History of Afghanistan, from the Earliest Period to the Outbreak of the War of 1878, by Colonel G. B. Malleson, C.S.I. (W.H. Allen & Co. London, 1878)
Page 39. ‘I turn now to the people of Afghánistán, to the tribes who occupy the country, and who command the passes. The subject has been treated at great length by Mountstuart Elphinstone, by Ferrier — who quotes largely from Abdúllah Khán, of Herát, — by Bellew, and by many others.

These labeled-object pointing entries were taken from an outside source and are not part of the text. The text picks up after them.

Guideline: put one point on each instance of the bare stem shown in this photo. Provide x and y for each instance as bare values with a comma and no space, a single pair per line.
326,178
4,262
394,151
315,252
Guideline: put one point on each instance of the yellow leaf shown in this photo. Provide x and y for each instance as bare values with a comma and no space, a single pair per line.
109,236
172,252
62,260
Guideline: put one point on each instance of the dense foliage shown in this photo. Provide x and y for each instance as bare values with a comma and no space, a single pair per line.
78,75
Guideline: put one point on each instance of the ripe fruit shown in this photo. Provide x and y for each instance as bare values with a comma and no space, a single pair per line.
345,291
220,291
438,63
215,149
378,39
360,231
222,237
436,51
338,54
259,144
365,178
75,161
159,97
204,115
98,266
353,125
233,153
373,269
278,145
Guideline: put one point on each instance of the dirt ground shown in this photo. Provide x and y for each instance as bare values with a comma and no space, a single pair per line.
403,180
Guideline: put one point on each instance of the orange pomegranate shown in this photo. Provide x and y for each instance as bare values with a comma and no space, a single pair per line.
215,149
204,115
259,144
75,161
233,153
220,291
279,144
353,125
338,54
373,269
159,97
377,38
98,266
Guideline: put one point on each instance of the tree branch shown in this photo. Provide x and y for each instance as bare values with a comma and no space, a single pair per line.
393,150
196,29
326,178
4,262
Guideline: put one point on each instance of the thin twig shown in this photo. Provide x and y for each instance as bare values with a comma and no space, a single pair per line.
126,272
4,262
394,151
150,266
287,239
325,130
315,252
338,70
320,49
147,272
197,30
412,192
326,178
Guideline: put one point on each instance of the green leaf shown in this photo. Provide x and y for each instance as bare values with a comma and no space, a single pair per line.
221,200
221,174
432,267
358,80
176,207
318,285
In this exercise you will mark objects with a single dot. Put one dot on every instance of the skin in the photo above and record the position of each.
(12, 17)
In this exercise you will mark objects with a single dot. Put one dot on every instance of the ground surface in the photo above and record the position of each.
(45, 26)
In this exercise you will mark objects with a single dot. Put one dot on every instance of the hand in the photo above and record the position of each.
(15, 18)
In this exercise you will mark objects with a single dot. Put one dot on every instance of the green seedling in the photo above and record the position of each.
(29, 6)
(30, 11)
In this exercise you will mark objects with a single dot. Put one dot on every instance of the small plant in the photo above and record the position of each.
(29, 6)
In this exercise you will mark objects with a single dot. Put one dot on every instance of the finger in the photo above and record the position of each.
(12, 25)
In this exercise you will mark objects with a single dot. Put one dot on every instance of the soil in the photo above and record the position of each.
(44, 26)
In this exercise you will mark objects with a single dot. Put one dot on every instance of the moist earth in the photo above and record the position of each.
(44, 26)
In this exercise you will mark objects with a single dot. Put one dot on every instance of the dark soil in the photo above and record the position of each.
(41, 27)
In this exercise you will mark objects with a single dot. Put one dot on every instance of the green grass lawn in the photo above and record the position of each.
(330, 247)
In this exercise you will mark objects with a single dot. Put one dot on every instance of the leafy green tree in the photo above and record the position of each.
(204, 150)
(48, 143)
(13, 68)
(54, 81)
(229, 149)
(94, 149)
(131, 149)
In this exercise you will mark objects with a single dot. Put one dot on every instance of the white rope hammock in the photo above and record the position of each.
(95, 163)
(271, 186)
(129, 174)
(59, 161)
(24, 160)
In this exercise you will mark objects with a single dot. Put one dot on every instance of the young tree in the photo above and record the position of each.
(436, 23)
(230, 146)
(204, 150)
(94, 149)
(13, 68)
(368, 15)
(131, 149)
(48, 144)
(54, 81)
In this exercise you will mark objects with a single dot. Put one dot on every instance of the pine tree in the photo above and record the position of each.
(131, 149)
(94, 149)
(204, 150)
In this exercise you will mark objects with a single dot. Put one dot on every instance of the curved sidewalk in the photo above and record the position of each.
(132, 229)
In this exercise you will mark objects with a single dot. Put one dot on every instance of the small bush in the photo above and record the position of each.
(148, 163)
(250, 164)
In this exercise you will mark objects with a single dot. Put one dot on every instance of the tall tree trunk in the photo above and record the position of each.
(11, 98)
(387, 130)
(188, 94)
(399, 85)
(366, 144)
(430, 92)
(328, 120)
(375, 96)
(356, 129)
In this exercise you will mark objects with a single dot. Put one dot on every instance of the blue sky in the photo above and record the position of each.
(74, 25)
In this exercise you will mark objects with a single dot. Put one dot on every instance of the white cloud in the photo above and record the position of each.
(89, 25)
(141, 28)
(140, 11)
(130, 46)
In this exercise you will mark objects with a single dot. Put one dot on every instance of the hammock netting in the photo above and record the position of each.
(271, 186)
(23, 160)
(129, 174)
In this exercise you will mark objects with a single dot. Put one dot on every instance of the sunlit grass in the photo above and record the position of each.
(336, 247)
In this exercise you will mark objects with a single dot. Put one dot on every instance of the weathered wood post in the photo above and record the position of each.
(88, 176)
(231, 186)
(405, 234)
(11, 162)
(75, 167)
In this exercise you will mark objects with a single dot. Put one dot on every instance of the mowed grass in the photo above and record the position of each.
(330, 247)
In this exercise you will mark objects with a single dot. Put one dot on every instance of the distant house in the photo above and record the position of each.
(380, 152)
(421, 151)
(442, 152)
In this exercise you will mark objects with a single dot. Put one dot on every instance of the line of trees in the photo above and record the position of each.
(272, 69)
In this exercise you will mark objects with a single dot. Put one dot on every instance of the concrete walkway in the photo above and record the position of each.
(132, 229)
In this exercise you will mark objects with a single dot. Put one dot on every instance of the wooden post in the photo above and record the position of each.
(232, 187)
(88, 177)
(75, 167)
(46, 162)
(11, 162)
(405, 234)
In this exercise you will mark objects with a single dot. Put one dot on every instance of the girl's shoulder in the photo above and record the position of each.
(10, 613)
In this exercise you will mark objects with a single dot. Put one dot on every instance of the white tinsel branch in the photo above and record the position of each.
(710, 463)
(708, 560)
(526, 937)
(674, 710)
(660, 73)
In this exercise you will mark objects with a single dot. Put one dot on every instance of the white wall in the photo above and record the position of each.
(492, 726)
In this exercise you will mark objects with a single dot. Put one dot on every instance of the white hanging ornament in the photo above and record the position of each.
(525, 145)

Following Abdúllah Khán and other Afghán writers, Ferrier is disposed to believe that the Afgháns represent the lost ten tribes, and to claim for them descent from Saul, King of Israel. Amongst other writers concurring in this view may be mentioned the honoured name of Sir William Jones. On the other hand, Professor Dorn, of Kharkov, who examined the subject at length, rejects this theory. Mountstuart Elphinstone classes it in the same category as the theory of the descent of the Romans from the Trojans. The objections to Abdúllah Khán’s view have been recently expressed, fittingly and forcibly, by Professor Dowson, in a letter to the Times. “If,” writes that gentleman, “it were worthy of consideration, it is still inconsistent with the notion that the Afgháns are descendants of the lost ten tribes. Saul was of the tribe of Benjamin, and that tribe was not one of the lost ten. There remains the question of feature. This, no doubt, has its weight, but cannot prevail against the more important question of language.” Professor Dowson then proceeds to show that the Afghán language has no trace of Hebrew in it, and concludes by pronouncing the supposition that in the course of time the whole Afghán race could have changed their language as “too incredible.”